Le premier de ces membres que les sources nomment est Amadeo (Jedidiah) ben Moses Recanati, actif au XVIe siècle. En 1583, il traduit en italien le Moreh Nevukhim de Maïmonide, sous le titre Erudizione dei Confusi, dédiant son œuvre au kabbaliste Menahem Azariah da Fano. Ce geste est doublement significatif : il dit la fidélité de la lignée à la grande synthèse philosophico-mystique, et il illustre une vertu profondément ancrée dans la tradition juive — rendre accessible, par la traduction, un monument de la pensée à ceux qui ne lisent pas l'arabe ou l'hébreu, c'est un acte de générosité intellectuelle au sens le plus fort.
Vers 1660, Elijah Recanati vit en Romagne. Homme d'un âge avancé, il compose un widdui — la confession liturgique — en prose rimée, ainsi qu'une lamentation sur les guerres, les épidémies et les famines qui ravagent le pays. Ce poète liturgique de la vieillesse n'est connu que de quelques lignes dans les sources, mais ces quelques lignes disent l'essentiel : face à la catastrophe collective, l'homme de lettres répond par la prière et le chant. Il maintient, dans l'adversité, le fil de la créativité religieuse qui est l'une des formes les plus tenaces de la résistance juive.

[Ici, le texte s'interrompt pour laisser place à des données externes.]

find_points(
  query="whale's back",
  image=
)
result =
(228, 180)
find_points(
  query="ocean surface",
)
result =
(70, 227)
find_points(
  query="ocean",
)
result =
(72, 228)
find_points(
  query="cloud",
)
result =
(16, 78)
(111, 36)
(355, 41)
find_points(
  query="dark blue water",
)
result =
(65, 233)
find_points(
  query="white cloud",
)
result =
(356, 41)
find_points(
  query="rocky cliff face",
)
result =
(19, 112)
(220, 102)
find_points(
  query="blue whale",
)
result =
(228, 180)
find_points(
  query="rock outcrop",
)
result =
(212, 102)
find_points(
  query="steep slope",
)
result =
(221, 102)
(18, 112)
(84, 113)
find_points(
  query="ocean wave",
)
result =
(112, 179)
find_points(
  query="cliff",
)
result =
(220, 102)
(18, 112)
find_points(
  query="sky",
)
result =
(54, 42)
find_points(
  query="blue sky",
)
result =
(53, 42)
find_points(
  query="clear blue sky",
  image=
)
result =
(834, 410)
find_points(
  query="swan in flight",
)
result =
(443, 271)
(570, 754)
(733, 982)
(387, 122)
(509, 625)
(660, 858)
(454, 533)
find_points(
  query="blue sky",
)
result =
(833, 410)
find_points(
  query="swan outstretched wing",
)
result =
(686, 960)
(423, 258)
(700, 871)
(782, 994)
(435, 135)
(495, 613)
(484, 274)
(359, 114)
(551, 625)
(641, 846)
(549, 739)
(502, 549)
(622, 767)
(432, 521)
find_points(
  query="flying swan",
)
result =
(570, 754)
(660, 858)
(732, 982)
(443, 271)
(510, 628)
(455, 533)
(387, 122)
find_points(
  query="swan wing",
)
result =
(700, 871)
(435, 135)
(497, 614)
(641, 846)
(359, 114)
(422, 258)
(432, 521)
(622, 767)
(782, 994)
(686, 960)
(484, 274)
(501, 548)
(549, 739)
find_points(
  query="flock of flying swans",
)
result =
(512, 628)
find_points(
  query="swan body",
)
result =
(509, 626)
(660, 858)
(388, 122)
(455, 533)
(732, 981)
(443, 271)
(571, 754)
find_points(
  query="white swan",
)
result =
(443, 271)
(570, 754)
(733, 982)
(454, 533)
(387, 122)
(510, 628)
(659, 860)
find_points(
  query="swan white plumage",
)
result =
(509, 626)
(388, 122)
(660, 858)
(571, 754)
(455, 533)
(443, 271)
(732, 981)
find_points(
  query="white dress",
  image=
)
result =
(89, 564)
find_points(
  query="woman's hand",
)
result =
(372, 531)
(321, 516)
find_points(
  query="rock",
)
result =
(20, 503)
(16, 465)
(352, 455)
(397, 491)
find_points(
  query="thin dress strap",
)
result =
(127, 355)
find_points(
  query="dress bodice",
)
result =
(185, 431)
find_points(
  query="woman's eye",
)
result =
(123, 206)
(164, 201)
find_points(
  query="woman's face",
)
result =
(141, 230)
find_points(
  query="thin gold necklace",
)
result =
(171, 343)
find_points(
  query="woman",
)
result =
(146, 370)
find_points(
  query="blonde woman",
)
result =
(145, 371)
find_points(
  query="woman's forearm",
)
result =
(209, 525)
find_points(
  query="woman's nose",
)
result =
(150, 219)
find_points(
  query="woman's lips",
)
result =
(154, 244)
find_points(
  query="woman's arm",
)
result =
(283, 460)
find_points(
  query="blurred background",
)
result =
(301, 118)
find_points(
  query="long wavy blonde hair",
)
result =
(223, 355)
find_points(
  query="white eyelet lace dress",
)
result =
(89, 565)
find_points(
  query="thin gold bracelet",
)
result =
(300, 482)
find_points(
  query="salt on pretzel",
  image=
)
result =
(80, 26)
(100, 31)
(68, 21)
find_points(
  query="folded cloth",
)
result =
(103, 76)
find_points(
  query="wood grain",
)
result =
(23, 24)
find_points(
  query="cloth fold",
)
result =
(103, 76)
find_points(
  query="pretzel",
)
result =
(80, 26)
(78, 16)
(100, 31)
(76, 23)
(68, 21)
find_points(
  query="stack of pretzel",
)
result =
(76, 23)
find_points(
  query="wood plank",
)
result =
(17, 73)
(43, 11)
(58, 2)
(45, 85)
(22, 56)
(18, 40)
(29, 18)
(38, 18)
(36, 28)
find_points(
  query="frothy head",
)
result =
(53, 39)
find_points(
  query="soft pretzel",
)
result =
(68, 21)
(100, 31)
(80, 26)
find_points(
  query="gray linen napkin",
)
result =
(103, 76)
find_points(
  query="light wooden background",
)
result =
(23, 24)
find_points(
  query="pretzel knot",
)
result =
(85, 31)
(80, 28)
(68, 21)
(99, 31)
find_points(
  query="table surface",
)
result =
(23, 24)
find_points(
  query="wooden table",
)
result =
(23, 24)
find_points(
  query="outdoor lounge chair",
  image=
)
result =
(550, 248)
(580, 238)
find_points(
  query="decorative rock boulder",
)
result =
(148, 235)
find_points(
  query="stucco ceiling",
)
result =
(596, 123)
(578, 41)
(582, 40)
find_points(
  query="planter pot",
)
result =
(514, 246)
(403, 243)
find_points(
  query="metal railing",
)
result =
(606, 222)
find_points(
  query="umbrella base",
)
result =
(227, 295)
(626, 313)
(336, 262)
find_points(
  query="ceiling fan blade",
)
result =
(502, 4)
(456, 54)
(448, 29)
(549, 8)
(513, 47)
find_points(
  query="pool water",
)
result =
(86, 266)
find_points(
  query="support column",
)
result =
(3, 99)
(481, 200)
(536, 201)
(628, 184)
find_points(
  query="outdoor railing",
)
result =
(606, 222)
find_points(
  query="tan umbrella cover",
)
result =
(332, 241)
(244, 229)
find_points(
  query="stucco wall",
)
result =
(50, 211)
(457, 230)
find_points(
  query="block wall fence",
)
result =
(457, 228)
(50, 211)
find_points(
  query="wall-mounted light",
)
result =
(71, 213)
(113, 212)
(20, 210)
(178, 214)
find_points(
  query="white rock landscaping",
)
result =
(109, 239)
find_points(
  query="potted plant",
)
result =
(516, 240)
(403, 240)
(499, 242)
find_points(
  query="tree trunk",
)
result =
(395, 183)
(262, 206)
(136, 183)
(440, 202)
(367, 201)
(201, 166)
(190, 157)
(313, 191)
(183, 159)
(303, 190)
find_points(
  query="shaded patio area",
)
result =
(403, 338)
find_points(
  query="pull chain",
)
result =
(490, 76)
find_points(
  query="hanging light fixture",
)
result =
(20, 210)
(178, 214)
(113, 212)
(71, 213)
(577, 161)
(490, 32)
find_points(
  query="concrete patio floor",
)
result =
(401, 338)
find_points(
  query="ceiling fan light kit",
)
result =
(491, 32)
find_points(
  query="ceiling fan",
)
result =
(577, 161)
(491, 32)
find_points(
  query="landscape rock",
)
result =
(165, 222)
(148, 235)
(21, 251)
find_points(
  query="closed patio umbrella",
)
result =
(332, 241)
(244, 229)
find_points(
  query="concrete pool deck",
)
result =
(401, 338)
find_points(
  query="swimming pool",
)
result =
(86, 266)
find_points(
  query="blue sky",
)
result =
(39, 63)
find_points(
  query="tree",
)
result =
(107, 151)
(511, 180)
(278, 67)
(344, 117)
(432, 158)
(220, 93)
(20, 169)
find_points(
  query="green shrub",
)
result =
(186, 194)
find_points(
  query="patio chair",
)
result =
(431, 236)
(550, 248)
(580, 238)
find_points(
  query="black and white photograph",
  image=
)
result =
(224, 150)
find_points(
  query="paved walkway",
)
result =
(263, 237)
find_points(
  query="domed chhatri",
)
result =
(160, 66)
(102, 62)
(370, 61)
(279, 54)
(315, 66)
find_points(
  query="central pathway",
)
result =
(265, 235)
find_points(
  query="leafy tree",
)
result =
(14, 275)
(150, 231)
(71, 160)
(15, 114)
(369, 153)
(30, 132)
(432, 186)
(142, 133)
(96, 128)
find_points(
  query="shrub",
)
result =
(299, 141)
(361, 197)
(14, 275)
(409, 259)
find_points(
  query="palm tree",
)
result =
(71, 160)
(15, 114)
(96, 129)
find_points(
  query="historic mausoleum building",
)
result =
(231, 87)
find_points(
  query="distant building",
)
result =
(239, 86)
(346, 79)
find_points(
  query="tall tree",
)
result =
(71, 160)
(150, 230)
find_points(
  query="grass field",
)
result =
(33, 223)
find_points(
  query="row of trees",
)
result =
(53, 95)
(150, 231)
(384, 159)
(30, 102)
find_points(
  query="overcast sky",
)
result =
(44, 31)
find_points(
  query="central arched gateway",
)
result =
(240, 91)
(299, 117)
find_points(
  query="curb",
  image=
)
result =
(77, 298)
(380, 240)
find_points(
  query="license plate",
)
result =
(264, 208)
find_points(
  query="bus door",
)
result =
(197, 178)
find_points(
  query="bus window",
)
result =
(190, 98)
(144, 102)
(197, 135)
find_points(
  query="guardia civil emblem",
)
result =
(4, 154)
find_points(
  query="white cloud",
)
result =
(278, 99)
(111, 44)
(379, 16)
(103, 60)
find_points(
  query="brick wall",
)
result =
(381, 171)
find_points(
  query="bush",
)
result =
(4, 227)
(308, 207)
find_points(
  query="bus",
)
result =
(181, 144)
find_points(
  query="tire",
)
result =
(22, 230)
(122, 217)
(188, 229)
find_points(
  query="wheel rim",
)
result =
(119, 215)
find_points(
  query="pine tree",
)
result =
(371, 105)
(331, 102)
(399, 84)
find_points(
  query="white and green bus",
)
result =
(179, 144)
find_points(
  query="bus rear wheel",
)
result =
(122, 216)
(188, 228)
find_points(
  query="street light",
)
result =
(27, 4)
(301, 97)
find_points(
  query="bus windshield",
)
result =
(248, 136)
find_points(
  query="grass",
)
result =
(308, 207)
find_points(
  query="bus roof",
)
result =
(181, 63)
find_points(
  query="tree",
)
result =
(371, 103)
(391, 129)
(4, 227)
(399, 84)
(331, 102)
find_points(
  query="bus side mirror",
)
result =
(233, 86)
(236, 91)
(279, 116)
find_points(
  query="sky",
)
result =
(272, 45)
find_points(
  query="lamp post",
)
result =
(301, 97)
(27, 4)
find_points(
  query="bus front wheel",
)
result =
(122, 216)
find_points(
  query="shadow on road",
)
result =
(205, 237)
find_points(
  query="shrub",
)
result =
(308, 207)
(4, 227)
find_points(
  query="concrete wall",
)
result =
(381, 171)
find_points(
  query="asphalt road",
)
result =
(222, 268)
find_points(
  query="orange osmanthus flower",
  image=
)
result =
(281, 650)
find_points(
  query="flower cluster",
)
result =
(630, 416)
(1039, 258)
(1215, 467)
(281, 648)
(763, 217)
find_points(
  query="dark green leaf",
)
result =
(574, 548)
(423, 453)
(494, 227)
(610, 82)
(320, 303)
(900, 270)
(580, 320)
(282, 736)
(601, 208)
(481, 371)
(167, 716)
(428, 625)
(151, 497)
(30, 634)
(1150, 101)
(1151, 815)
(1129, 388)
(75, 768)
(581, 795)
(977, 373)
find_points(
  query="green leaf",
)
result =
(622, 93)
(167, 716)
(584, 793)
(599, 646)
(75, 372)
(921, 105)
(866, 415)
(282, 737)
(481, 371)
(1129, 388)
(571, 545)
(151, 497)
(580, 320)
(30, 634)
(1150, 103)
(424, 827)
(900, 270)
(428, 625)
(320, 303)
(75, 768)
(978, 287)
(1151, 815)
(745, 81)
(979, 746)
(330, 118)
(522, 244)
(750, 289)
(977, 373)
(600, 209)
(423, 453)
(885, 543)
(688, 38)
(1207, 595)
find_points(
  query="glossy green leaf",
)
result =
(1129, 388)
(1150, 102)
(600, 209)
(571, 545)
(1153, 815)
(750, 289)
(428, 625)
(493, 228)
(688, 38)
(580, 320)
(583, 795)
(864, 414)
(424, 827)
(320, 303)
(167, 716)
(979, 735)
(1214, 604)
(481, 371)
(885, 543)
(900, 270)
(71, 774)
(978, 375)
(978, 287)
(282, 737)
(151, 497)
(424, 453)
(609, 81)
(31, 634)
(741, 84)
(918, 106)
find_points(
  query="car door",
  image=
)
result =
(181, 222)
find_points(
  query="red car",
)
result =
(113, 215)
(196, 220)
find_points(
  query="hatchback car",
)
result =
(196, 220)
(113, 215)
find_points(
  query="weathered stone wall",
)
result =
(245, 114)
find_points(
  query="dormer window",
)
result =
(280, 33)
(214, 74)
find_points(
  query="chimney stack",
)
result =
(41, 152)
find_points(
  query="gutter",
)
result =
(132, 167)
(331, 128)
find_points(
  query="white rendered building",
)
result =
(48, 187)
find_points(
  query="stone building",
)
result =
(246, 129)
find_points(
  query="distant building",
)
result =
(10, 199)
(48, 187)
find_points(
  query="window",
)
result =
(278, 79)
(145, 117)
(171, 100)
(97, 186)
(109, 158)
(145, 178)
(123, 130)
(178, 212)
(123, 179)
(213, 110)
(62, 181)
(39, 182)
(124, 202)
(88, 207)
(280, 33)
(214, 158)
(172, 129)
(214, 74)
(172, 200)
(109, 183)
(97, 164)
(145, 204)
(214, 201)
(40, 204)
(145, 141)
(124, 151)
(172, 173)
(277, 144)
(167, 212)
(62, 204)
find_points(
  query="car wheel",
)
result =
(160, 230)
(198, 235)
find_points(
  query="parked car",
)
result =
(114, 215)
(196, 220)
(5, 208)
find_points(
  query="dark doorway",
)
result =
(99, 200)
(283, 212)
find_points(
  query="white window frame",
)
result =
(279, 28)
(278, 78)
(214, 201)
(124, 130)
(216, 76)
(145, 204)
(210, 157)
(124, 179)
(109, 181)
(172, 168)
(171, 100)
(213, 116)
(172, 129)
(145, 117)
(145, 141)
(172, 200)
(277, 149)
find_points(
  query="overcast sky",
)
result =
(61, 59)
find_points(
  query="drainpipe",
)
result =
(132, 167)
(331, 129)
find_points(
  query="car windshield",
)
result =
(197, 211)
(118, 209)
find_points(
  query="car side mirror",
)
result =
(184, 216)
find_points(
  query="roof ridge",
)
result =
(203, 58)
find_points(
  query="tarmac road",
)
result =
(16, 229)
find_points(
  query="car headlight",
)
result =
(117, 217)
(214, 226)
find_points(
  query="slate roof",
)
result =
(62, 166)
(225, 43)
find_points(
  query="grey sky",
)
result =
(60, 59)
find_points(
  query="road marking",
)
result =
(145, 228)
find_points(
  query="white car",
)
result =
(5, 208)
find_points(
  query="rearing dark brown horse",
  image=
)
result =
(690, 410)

La fin du XVIIIe siècle et les premières décennies du XIXe voient se déployer une figure de premier plan. Jacob Hayyim Recanati, né à Pesaro en 1758 et décédé le 27 février 1824, fils d'Isaac Samuel Recanati, fut instituteur dans sa jeunesse à Ferrare avant d'entamer une carrière rabbinique itinérante d'une ampleur remarquable. Il fut successivement rabbin de Sienne, Acqui, Moncalvo, Finale, Carpi, Vérone, et Venise, où il succéda à Jacob Menahem Cracovia. Cette trajectoire dit à la fois la mobilité des élites rabbiniques dans l'Italie du Settecento et l'autorité reconnue à un homme que plusieurs communautés se disputèrent.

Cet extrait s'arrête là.